Session Information
Session Type: Poster Session C
Session Time: 9:00AM-11:00AM
Background/Purpose: Osteoarthritis (OA) is a common disorder with increased incidence with age. Metabolic syndrome (MS) is frequently associated with OA, although other factors are considered the primary cause of the development of OA, such as: genetic, inflammatory, neuroendocrine, and mechanical stress. Conventional radiography (CR) is used to diagnose the changes of knee OA (KOA) (joint space, osteophytes, sclerosis); however early changes are difficult to assess, and few articles report these abnormalities. Previous research demonstrated a higher sensibility in ultrasonography (US) in detecting early abnormalities compared to CR in early knee OA (eKOA). The objective of this study is to estimate the impact of metabolic syndrome in relation to prevalence of US findings and quality of life in patients with eKOA.
Methods: We included patients with eKOA diagnosis from out-patients clinical of rheumatology department, eKOA was describe as grade I and II by Kellgren and Lawrence scale. We evaluated for presence of metabolic syndrome based of ATP-III. Using a structured clinical questionnaire, we recorded epidemiologic data.

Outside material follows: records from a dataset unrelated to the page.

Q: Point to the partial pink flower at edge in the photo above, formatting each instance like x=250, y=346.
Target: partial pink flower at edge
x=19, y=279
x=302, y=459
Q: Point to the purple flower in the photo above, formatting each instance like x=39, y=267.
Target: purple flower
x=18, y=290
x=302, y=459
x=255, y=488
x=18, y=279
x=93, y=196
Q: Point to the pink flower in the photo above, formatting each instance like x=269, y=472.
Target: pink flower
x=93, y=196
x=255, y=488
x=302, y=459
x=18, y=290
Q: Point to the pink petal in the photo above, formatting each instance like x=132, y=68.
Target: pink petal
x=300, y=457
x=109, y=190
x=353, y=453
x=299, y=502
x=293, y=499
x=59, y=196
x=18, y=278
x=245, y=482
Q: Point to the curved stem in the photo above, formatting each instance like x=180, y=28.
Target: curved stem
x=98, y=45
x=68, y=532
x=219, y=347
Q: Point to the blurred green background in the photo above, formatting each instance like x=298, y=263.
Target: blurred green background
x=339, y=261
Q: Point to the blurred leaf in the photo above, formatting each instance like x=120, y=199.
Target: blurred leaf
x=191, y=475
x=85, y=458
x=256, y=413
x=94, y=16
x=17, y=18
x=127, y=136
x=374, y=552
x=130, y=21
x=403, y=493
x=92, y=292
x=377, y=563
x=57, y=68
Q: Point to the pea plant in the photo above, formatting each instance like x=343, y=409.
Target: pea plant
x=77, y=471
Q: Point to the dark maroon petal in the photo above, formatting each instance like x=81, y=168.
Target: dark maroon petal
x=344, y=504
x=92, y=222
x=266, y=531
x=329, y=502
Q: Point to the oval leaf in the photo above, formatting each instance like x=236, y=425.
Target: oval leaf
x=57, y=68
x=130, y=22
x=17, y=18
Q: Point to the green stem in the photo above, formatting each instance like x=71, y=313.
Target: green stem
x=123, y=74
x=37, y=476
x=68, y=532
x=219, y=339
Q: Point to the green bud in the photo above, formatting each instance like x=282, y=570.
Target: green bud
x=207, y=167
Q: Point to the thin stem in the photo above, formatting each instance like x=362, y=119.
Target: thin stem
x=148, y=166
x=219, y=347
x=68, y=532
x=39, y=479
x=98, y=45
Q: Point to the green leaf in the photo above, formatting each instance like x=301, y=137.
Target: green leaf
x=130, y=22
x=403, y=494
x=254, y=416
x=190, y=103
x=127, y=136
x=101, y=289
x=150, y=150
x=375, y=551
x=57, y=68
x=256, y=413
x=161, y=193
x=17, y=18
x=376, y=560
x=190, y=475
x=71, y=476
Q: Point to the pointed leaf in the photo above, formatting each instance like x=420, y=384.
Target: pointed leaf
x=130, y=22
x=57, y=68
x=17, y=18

Quality of life and joint functionality was evaluated with Lequesne index, EQ-5D and WOMAC. Patients were divided in two groups: eKOA with and without MS. An US was performed in each patient, structural changes in eKOA we evaluated was based in the OMERACT definitions. The structures evaluated include medial superior and lateral recess, anserine and infrapatellar bursitis, medial and lateral meniscus extrusion were scanned in each knee.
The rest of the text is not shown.